PORTLAND, Ore. -- A critical navigation lock at the mighty Bonneville Dam on the Columbia River has shut down because of cracked concrete, meaning huge barges that transport millions of tons of wheat, wood and other goods from the inland Pacific Northwest to the Pacific Ocean for export are at a standstill.
The closure comes at the peak of wheat harvest and could be devastating for farmers who ship to Asia via barges that fill up at more than two dozen grain elevators along the river network as far inland as Lewiston, Idaho.
Many of those barges are now stranded above the dam, unable to reach deep water export terminals on the Pacific Ocean.

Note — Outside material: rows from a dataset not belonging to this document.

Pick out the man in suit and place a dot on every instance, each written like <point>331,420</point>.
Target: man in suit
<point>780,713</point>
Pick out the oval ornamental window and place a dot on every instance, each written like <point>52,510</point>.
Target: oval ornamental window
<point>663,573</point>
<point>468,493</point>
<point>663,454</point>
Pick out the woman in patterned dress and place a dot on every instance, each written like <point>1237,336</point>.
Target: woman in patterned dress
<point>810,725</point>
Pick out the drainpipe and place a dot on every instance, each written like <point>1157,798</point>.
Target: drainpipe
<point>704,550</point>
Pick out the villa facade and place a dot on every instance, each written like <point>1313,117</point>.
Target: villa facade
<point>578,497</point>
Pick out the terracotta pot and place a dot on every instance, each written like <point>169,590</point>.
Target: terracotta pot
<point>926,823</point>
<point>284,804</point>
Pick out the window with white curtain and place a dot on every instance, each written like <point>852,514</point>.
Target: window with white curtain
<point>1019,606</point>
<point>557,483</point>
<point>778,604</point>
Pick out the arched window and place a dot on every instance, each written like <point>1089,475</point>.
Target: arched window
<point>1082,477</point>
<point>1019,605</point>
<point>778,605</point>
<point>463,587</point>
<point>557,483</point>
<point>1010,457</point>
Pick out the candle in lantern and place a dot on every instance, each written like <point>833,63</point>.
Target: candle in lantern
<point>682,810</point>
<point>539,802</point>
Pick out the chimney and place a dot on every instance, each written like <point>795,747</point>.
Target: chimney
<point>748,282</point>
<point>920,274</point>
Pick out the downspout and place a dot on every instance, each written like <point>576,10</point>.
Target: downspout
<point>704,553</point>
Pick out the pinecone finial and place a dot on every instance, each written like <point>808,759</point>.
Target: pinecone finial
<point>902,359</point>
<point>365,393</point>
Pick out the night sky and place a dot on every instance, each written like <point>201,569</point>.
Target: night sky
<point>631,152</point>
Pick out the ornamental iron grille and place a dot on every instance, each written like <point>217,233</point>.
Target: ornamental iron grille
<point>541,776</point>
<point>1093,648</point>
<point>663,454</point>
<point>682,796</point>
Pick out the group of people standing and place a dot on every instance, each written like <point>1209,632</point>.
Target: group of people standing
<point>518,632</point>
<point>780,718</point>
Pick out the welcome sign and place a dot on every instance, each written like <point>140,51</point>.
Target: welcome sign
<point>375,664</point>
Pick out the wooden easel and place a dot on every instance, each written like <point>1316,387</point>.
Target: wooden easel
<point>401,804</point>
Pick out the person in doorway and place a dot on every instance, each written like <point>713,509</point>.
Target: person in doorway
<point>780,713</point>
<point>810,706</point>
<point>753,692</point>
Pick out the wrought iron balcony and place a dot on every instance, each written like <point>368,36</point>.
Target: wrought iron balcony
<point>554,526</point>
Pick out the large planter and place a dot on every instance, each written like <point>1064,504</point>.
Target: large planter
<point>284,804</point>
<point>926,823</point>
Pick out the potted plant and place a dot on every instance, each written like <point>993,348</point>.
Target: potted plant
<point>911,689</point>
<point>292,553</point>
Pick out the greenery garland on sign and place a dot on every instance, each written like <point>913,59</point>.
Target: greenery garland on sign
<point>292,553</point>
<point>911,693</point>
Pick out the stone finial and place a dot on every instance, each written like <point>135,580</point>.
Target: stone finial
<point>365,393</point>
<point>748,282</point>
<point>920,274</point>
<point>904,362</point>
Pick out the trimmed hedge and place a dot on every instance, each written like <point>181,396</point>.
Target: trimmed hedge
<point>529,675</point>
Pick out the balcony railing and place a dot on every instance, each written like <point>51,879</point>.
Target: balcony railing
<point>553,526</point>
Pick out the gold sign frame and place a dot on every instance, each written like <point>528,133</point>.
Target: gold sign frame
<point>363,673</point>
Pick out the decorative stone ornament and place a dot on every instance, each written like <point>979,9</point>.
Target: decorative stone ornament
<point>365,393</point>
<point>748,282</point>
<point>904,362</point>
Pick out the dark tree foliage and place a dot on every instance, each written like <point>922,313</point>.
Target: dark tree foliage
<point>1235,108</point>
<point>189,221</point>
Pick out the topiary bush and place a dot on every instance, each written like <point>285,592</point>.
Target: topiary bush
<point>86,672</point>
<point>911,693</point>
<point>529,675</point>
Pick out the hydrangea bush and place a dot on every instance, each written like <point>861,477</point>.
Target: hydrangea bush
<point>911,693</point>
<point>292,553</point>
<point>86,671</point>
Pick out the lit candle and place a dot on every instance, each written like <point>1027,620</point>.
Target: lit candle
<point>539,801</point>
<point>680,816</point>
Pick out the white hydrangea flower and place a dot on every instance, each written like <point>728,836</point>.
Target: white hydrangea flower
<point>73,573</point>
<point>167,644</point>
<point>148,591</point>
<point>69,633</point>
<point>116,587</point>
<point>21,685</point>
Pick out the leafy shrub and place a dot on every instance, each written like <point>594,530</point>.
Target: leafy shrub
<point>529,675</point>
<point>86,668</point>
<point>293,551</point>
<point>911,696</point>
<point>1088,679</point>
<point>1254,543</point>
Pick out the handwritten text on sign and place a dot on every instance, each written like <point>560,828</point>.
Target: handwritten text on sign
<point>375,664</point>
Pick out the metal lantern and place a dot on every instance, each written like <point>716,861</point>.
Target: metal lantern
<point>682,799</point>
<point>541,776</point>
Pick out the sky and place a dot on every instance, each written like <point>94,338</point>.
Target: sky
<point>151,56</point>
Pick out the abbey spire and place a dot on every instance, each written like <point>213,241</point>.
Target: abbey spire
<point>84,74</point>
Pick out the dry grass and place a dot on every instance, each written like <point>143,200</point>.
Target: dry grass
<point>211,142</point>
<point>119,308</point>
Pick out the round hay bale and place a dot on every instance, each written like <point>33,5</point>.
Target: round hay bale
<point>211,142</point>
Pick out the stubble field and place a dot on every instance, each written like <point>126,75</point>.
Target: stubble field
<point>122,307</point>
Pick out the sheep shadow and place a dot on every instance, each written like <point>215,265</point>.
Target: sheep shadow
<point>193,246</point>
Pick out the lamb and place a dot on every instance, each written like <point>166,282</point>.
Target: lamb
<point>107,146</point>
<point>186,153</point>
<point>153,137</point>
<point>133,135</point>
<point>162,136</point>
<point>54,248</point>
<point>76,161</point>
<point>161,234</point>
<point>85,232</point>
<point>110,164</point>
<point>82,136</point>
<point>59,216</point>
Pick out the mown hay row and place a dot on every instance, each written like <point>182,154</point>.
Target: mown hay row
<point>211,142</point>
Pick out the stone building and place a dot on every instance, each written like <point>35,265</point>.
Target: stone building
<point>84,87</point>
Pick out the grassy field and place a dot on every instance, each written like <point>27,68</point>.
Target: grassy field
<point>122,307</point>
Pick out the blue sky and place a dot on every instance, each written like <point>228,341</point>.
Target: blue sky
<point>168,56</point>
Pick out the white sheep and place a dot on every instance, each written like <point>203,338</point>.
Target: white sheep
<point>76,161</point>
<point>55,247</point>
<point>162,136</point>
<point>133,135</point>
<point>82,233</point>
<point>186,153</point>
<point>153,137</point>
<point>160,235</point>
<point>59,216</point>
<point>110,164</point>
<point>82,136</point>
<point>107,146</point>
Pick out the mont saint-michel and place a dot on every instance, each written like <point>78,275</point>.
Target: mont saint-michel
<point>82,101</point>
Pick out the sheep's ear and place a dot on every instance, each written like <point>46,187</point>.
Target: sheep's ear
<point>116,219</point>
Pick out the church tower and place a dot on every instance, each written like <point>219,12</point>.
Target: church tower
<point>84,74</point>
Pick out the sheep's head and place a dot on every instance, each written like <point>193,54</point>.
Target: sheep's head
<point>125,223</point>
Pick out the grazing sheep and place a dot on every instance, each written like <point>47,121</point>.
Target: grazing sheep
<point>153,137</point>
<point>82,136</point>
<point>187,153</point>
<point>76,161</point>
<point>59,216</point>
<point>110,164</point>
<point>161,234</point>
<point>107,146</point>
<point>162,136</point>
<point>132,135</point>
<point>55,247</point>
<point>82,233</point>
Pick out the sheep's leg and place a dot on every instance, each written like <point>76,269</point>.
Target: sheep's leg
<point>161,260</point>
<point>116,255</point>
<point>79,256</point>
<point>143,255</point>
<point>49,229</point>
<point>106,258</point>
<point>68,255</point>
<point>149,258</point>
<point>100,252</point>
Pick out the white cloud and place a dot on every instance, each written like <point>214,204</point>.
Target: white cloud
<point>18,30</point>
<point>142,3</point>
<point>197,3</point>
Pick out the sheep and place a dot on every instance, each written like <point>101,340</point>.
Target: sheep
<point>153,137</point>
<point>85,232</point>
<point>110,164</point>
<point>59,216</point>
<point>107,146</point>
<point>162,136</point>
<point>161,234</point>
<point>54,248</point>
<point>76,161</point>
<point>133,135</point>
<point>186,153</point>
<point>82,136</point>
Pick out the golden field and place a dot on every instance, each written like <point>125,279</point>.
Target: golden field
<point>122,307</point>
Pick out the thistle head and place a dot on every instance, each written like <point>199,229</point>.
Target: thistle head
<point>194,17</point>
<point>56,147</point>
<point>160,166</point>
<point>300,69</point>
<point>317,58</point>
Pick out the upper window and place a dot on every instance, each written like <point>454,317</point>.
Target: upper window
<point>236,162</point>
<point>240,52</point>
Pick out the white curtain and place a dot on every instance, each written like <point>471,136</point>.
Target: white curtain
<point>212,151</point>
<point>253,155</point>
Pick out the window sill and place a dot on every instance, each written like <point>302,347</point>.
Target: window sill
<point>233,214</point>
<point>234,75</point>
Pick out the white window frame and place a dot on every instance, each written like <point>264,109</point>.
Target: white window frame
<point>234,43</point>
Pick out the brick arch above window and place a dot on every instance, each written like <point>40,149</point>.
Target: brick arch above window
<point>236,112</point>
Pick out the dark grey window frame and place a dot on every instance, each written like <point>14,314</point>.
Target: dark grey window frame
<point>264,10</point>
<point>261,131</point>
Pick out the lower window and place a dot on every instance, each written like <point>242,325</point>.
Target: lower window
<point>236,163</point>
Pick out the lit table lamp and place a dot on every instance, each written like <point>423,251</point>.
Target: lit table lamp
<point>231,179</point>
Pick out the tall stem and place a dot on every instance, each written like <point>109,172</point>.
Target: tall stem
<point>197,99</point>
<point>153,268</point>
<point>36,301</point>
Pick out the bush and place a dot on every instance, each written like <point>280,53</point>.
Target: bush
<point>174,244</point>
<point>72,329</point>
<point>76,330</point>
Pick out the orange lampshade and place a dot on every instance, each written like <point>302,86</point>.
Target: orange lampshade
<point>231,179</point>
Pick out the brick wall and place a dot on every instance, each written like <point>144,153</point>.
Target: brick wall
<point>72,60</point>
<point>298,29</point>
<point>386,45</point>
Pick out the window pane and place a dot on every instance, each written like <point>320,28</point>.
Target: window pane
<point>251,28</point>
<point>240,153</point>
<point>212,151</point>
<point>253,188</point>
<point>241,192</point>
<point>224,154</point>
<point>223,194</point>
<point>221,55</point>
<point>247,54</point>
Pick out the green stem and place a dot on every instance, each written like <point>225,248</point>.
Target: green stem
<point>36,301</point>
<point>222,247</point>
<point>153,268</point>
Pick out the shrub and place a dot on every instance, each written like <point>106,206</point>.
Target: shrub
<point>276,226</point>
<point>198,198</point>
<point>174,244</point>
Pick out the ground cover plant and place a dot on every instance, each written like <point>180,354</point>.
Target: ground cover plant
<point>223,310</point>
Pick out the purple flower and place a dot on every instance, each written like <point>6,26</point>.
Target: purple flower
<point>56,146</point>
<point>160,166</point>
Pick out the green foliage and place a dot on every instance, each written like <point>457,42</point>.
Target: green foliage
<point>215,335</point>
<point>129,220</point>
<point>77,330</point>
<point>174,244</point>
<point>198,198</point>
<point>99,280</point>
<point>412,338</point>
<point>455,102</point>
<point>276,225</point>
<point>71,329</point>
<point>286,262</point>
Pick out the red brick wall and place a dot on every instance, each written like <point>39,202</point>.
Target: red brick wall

"All the growers have done their part, they've raised high quality wheat and they want to get it out to feed the world," said Kristin Meira, executive director of the Pacific Northwest Waterways Association.
The crack in the concrete sill was discovered late last week and the lock was drained of all water over the weekend. On Monday, crews were working to demolish the faulty concrete section so repairs could begin, said Chris Gaylord, a spokesman for the U.S. Army Corps of Engineers in Portland, Oregon.
It was unclear when the repairs would be done.
"We're trying to be really, really transparent and feed people updates as quickly as possible," he said. "We've been getting work done out there as quickly as possible."
It's not known what caused the damage; the locks are maintained annually.
The damage means that barges headed upstream can't travel the Columbia River past the Bonneville Dam and those headed downriver toward the Pacific Ocean are stuck behind the Bonneville -- effectively putting a chokehold on all river commerce in a huge swath of the Pacific Northwest from eastern Oregon and Washington to Idaho.